Date Wed, 20 May 2026 07:05:36 +0300


Die Überschwemmungen in der zweiten Februarhälfte 2026 an der französischen Atlantikküste trafen die Bevölkerung schwer. Die Mainstream-Medien, getrieben von einer Politik der Dramatisierung und Angstmache, überschütteten uns mit reißerischen Phrasen ("historisch", "noch nie dagewesen", "beispiellos!"), die oft oberflächlich aus üblichen Straßenumfragen oder den simplen Aussagen einiger Pseudo-Experten übernommen wurden zum Nachteil einer tiefgründigen Analyse. Doch wie sieht die Realität jetzt aus, da das Hochwasser langsam zurückgeht? Es wurden keine neuen Hochwasserrekorde gebrochen. Zwei terminologische Klarstellungen sind notwendig: Eine Überschwemmung ist nicht mit einer Überflutung zu verwechseln. Erstere ist ein rein hydrologisches Phänomen (das Überlaufen eines Gewässers über seinen Hauptarm hinaus, wobei die Unterscheidung zwischen Haupt- und Nebenarm durchaus diskutabel ist). Letztere beschreibt die Auswirkungen auf den Menschen und die damit verbundenen Schäden. Wir müssen uns zudem vor Fehlinterpretationen hüten. Ein sogenanntes Jahrhunderthochwasser tritt beispielsweise nicht alle 100 Jahre auf, sondern beschreibt die Wahrscheinlichkeit eines Wiederauftretens über einen Zeitraum von etwa 100 Jahren. Anders ausgedrückt: Zwei Jahrhunderthochwasser können innerhalb eines Jahrzehnts auftreten, nicht aber in den darauffolgenden Jahrzehnten.

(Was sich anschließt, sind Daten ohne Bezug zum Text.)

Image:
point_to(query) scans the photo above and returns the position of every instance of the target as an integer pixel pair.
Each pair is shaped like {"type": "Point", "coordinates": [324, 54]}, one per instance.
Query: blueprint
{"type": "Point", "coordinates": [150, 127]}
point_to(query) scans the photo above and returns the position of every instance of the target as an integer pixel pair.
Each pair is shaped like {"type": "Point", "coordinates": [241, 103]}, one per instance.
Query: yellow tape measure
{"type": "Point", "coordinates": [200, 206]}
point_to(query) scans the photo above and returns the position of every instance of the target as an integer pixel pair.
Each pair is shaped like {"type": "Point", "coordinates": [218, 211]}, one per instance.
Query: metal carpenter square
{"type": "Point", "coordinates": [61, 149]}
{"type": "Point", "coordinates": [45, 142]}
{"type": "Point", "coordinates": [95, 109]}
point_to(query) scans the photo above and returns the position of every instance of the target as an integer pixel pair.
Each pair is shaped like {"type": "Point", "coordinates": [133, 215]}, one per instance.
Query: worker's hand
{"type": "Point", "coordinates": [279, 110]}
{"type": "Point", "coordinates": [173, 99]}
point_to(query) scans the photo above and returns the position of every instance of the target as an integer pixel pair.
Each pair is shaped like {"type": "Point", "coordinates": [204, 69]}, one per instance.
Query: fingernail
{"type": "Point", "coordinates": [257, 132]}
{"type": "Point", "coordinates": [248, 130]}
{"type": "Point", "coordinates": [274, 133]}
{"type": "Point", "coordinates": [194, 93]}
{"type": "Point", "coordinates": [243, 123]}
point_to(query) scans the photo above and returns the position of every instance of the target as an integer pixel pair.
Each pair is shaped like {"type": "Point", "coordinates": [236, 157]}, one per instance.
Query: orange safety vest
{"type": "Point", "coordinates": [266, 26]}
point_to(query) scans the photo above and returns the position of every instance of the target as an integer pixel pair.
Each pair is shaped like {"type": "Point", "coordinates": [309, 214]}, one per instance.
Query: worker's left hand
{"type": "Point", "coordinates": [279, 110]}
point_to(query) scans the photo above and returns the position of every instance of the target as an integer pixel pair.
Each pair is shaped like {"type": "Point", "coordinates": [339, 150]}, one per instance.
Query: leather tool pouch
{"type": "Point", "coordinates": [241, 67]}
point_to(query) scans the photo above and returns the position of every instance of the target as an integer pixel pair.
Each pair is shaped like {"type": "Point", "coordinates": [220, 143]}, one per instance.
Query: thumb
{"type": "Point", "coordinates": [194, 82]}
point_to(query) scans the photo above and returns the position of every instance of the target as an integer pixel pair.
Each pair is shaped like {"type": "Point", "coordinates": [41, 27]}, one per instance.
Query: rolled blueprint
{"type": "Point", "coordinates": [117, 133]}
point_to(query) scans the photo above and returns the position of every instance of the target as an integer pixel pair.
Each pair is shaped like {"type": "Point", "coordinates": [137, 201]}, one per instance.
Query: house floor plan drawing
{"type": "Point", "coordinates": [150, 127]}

Die kürzlich veröffentlichte Veröffentlichung des AMRL-Bulletins (Meteorologische Vereinigung Rhône-Loire) ermöglicht es uns, die Lage anhand präziser historischer und numerischer Daten zu beurteilen. Entgegen mancher Behauptungen oder Andeutungen wurden im betreffenden Monat in den Einzugsgebieten der unteren Loire und der unteren Garonne keine Rekordpegelstände erreicht.

Der Wasserstand der Loire erreichte am 22. Februar bei Montjean (unterhalb von Angers) 5,98 m (gegenüber 6,45 m im Dezember 1982) und am 20. Februar bei Nantes 8,1 m (gegenüber 8,6 m im Januar 1982). Der Pegelstand der Charente erreichte am 21. Februar bei Saintes 6,57 m (gegenüber 6,84 m im Dezember 1982). Die Garonne erreichte am 14. Februar bei La Réole (unterhalb von Marmande) 9,86 m (gegenüber 10,81 m im Februar 1952). Die Dordogne erreichte am 19. Februar bei Libourne 6,35 m (gegenüber 6,36 m im Dezember 1999). Das Hochwasser von 1930 hält bis heute den Rekord für die Garonne und ihre rechten Nebenflüsse (die im Zentralmassiv entspringen).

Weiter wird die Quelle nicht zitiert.